Deel twee toont in beeld en tekst de Utrechtse Tourstart in al zijn glorie met bijdragen van toeschouwers en deelnemers en een overzicht van het zogenaamde ‘activatieprogramma’. De Tourstart zorgde voor veel inspiratie. In de aanloop naar de Grand Départ waren er ontelbaar veel initiatieven: kunstenaars, bedrijven en verenigingen grepen de Tour de France aan om zich te profileren, gezamenlijk op te trekken, mooie dingen te maken en bijzondere evenementen te organiseren. Al voor de Grand Départ zelf bruiste de stad als nooit tevoren. De ‘Utrechtse methode’ werd geboren: vier een evenement niet alleen op het moment zelf, maar betrek bewoners geruime tijd van tevoren. Zorg dat zij het evenement omarmen.
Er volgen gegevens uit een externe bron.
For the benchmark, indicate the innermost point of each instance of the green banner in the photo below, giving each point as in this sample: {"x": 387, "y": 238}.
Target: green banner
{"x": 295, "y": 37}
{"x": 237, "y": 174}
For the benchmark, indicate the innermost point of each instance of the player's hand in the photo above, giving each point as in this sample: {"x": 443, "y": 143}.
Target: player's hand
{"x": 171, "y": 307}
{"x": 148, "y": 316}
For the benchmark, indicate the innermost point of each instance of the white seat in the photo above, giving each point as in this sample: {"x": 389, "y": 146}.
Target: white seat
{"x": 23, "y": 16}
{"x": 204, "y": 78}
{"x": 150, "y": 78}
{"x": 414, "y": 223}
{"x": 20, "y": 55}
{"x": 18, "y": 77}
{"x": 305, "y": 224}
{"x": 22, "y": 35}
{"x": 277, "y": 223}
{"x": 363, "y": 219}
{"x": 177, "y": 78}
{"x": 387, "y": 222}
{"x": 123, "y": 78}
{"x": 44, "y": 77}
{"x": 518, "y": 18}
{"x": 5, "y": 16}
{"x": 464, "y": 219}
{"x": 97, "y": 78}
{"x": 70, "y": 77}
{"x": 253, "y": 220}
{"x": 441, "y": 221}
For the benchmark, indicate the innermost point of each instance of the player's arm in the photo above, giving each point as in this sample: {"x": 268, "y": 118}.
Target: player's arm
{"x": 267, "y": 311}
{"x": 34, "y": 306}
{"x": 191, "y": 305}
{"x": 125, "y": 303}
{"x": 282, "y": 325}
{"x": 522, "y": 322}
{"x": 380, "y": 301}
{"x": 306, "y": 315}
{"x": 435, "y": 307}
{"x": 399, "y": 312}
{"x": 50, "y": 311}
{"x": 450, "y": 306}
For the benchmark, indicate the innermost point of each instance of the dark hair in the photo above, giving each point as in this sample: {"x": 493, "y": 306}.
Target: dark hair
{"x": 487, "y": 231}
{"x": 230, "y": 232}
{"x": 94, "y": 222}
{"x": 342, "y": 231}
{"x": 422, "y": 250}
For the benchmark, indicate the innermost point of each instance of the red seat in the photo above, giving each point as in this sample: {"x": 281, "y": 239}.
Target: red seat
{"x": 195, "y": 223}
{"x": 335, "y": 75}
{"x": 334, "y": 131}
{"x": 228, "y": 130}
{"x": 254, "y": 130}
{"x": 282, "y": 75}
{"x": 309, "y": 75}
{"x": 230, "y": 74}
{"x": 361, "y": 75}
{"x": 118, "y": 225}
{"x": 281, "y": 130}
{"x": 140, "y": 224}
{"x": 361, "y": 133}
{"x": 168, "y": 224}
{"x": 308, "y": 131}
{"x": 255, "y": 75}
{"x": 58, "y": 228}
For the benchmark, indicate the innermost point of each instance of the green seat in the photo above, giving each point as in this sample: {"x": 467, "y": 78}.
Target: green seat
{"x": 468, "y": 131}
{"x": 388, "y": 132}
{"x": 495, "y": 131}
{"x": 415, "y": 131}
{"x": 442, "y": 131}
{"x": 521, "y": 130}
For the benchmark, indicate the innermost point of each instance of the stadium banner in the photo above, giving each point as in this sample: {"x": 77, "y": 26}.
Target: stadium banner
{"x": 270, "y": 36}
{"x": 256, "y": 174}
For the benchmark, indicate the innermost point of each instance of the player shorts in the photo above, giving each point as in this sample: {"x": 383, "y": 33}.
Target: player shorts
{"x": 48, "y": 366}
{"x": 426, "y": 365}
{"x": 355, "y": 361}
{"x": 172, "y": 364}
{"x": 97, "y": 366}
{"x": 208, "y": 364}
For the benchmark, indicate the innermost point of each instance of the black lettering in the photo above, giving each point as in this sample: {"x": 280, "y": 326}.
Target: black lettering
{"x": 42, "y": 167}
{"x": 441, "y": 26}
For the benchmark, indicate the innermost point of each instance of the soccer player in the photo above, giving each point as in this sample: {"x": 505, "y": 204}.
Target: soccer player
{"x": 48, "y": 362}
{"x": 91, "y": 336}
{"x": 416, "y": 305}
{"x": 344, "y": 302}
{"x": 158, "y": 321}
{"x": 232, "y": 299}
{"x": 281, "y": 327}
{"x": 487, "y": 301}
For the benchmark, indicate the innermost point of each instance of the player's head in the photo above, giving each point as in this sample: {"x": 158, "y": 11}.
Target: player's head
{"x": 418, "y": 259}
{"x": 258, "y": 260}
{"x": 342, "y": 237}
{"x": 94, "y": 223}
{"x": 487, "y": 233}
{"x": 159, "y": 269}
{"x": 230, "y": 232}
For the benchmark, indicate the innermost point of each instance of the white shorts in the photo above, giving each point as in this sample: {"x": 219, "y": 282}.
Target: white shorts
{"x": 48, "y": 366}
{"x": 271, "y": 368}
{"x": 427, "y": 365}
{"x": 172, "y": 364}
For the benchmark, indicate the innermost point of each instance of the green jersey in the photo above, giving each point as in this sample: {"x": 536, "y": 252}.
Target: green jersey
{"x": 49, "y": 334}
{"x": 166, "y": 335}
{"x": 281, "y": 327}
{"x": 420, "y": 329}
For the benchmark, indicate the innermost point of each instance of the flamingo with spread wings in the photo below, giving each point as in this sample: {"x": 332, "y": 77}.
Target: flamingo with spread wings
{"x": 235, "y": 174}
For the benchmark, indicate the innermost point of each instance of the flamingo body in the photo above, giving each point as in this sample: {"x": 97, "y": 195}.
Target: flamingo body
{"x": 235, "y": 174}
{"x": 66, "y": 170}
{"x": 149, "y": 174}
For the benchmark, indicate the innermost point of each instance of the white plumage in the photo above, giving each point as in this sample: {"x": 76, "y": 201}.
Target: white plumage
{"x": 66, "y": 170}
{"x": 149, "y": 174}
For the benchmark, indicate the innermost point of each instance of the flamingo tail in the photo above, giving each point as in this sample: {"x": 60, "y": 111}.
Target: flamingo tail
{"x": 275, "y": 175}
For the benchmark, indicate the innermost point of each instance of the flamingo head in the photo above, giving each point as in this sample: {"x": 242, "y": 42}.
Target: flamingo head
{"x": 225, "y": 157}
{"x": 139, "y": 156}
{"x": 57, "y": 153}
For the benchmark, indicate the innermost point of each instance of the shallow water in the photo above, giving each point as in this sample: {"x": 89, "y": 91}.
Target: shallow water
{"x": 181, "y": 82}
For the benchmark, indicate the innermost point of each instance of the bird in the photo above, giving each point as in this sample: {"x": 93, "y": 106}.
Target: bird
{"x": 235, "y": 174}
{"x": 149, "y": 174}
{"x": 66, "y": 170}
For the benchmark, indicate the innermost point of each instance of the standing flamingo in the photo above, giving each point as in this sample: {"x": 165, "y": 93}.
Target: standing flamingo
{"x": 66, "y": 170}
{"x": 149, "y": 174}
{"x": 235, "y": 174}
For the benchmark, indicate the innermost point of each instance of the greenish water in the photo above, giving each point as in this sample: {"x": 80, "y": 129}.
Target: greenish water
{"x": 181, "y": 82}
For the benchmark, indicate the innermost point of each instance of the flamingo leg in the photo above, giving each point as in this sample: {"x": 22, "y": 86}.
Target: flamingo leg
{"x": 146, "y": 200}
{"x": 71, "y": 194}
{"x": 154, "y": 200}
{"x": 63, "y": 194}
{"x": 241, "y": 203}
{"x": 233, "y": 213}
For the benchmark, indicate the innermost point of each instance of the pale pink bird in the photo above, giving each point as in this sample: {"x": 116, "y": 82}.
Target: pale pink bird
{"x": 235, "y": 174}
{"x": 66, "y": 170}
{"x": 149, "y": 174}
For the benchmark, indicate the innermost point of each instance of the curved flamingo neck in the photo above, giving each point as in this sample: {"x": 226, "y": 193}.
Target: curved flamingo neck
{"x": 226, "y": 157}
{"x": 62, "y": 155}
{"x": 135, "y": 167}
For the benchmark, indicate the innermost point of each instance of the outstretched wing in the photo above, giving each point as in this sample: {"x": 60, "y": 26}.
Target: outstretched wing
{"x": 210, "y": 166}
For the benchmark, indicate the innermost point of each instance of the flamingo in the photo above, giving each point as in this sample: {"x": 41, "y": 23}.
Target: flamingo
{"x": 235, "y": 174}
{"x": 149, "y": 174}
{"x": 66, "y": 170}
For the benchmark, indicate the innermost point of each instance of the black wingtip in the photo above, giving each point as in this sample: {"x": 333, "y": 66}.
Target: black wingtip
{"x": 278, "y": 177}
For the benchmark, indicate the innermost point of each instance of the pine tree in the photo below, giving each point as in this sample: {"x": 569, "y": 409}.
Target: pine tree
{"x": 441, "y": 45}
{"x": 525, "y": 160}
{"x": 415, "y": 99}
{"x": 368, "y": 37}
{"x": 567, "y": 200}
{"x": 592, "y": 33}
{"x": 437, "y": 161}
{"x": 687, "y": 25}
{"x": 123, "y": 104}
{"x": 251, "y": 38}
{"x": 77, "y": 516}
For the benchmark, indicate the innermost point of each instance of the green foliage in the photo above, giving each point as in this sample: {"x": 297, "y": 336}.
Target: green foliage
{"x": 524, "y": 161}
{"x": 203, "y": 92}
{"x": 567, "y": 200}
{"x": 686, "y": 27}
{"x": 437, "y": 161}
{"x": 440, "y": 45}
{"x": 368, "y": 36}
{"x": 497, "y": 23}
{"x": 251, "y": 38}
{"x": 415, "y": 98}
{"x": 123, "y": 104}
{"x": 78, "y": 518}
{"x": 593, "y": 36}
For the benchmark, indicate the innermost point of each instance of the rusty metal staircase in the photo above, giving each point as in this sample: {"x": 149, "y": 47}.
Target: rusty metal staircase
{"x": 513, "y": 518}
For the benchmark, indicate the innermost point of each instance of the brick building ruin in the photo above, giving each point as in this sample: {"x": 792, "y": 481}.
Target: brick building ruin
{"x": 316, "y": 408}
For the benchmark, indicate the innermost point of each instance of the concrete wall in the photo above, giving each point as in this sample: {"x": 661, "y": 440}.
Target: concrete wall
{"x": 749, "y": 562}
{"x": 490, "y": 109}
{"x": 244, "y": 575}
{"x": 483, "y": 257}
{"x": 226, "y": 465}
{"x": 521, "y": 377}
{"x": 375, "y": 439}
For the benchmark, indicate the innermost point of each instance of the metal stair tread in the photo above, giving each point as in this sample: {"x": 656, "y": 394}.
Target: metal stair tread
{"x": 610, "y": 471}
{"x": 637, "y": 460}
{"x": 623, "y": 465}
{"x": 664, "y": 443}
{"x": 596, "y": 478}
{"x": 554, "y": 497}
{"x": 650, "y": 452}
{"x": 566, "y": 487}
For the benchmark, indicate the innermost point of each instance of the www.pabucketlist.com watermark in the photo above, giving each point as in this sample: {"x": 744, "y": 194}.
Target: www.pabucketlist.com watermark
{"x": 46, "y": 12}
Utrecht heeft de Tour de France aangegrepen om binnen- en buitenland te laten zien hoe vooruitstrevend zij bezig is. De fietsenrijkdom van Utrecht, voor de bewoners heel gewoon, kreeg wereldwijd bekendheid. Fietsen verbindt kunst met cultuur, sport met innovatie, economie met kennis. Utrecht is het decor waar dat allemaal zichtbaar gebeurde, voor al die honderdduizenden bezoekers en miljoenen televisiekijkers. De stad vierde met de Tour de France de fiets uitbundig, ja zelfs uitzinnig. En nu, na een korte adempauze, gaat Utrecht door, als hart van fietsend Nederland.
Maar welke kant gaat het op? Wat zijn de kansen en ambities? Deel drie laat Utrecht zien als groeiende fietsstad, op weg om misschien wel fietshoofdstad van de wereld te worden. Of in ieder geval een proeftuin voor tal van innovatieve fietsprojecten en vooruitstrevende fietsfaciliteiten. Utrecht is steeds meer een voorbeeld voor andere steden op weg naar verduurzaming en vergroening.
Veilig fietsen voor jong en oud, nog meer mensen aan het fietsen krijgen en houden, zoals allochtone vrouwen en ouderen? Een voorbeeldfunctie brengt verplichtingen met zich mee. En dus wil Utrecht voorop blijven lopen, blijven innoveren, blijven investeren, niet alleen in faciliteiten, maar ook in kennis en in opleidingen. De studenten die hier nu rondfietsen op hun brakke fietsjes zijn dezelfde heldere geesten die Utrecht over vijf of tien jaar weer een stap – of liever een trap – verder zullen brengen.
Voor Nederlanders is het allemaal zo gewoon en bekend, maar in het buitenland ziet men Nederland als een fiets-utopia. Een voorbeeld. In deel drie besteden we aandacht aan het Qhubeka-project, waarmee Zuid-Afrikaanse schooljeugd aan fietsen wordt geholpen. Fietsen die ten tijde van het apartheidsregime werden afgenomen van de zwarte bevolking om zo de bewegingsvrijheid in te perken. Een fiets betekent daar nu toegang tot onderwijs en vrijheid, die voor ons vanzelfsprekend is.
Ik hoop dat dit boek erin slaagt het warme, unieke Tourgevoel op te roepen dat in de Grand Départ-dagen in de stad en ver daarbuiten voelbaar was en kan laten zien waar het succes vandaan kwam. En wat de toekomst betreft? Utrecht als hart van fietsend Nederland is duidelijk klaar voor het volgende hoofdstuk!